What are the major developments that people with rail jobs should be aware of this month? We take a look below.
Competition begins for new East Anglia franchise
The search has begun for the next operator of the East Anglia franchise. Procurement documents have been released by the Department for Transport (DfT), which detail what potential bidders need to consider if they wish to compete for the contract.
Among the improvements a new operator will be expected to provide include shorter journey times - especially into London - and fewer cancellations and delays, as well as investment in local stations.
Transport secretary Patrick McLoughlin, stated: "East Anglia has a thriving economy and I want it to be served by the best train services possible. Giving the region train services fit for the 21st century is vital to connecting people with jobs and businesses with customers."

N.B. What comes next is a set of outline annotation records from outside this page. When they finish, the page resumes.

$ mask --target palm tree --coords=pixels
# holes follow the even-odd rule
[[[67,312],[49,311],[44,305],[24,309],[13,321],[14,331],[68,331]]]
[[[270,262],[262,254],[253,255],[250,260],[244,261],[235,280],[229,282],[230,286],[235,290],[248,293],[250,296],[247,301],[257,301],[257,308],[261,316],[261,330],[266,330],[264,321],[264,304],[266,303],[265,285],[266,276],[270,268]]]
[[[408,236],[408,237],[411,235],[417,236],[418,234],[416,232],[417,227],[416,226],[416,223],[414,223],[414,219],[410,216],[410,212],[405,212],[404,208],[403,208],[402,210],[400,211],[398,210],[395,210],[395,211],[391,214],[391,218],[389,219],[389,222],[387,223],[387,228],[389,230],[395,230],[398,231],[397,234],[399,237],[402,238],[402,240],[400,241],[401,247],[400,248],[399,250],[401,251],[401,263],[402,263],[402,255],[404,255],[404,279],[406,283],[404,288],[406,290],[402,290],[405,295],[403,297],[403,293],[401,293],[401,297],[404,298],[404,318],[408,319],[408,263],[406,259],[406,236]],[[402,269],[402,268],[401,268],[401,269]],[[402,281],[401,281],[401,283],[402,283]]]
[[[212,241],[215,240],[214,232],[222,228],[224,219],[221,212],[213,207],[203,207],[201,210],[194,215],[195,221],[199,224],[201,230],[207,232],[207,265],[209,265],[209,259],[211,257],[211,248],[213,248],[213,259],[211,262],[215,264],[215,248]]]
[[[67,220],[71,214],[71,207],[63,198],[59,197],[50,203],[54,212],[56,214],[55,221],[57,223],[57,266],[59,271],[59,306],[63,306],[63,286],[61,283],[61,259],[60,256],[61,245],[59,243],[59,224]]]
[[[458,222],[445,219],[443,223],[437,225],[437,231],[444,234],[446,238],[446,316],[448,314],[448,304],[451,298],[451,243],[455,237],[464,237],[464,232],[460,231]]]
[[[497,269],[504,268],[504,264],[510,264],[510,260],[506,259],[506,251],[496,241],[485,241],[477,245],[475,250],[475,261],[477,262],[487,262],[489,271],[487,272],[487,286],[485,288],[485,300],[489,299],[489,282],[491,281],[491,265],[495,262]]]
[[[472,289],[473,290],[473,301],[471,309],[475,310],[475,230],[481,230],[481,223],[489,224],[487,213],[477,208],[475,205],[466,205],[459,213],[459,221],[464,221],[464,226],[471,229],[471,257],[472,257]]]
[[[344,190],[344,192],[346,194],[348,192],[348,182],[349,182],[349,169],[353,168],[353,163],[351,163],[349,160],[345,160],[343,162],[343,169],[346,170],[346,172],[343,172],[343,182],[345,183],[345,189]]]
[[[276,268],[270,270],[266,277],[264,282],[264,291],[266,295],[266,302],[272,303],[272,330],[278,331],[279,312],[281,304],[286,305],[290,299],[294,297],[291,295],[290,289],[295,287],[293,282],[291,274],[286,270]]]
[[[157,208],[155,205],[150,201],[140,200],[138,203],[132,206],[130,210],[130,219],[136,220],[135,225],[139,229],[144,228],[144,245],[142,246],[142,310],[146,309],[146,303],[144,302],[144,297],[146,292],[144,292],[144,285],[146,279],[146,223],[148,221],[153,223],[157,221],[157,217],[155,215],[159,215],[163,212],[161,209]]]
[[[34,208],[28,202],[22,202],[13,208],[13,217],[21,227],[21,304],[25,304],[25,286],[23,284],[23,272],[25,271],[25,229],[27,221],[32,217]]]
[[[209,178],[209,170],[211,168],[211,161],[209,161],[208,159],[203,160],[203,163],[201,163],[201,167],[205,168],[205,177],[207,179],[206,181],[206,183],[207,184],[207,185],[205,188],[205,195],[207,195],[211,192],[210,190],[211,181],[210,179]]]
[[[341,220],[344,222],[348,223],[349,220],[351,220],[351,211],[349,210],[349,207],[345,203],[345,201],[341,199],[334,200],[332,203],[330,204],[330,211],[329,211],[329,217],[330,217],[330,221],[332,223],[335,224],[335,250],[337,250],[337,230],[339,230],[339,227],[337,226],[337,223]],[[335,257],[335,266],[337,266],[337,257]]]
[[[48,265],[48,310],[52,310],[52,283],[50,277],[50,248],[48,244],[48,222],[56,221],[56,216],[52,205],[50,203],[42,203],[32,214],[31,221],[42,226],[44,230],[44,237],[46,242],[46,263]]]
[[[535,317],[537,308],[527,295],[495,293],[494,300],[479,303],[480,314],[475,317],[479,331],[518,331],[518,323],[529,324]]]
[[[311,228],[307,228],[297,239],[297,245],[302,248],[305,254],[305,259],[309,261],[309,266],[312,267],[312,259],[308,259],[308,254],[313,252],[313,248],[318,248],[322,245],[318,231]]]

Those companies that make bids for the franchise will be shortlisted following a pre-qualification stage. They will then be invited to submit detailed proposals, with the winning company set to take over in October 2016.
Some 354,000 passengers use the East Anglia franchise's five routes each day.
Free wi-fi on trains from 2017
Passengers on certain trains in England and Wales will be able to access free wi-fi from 2017 onwards. Some £50 million of funding will be provided to bring this connectivity to trains on the Thameslink, Southern and Great Northern, Southeastern, Chiltern and Arriva Wales services.
The DfT has revealed train operators are currently being asked to detail how they will meet this requirement and any franchise bid will now have to include this specification.
Rail minister Claire Perry stated: "I am determined to improve journeys for rail passengers. Free wi-fi is a priority for many as being able to keep up with work, connect with friends or even check the latest journey information online helps make rail travel more productive."
Port of Sunderland regains rail link
This month has seen the first trains arrive at Port of Sunderland for 20 years. Network Rail has spent £600,000 to reopen the route, which it is hoped will improve the north-east port's economy by allowing cargo to be transported by rail.
"I am proud to see this historic port being put firmly on the map again for freight and maritime projects and gearing up for more business," commented Mr McLoughlin, who visited the now operational route earlier this month.
24-hour tube plans announced
February has seen the government announce plans to implement 24-hour services on some areas of the London Underground, as well as the London Overground and Docklands light railway.
Under the proposals, the Metropolitan, Circle, District and Hammersmith and City lines will run all day long, adding to existing proposals to take the Northern, Victoria, Piccadilly, Jubilee and Central lines 24-hour from September this year.
While this would be good news for customers, the rail industry's reaction has been mixed. Mick Cash, leader of the National Union of Rail, Maritime and Transport, described the announcement as a "blatant pre-election stunt" and claimed the necessary consultation has not been undertaken for what will be a significant change to existing services.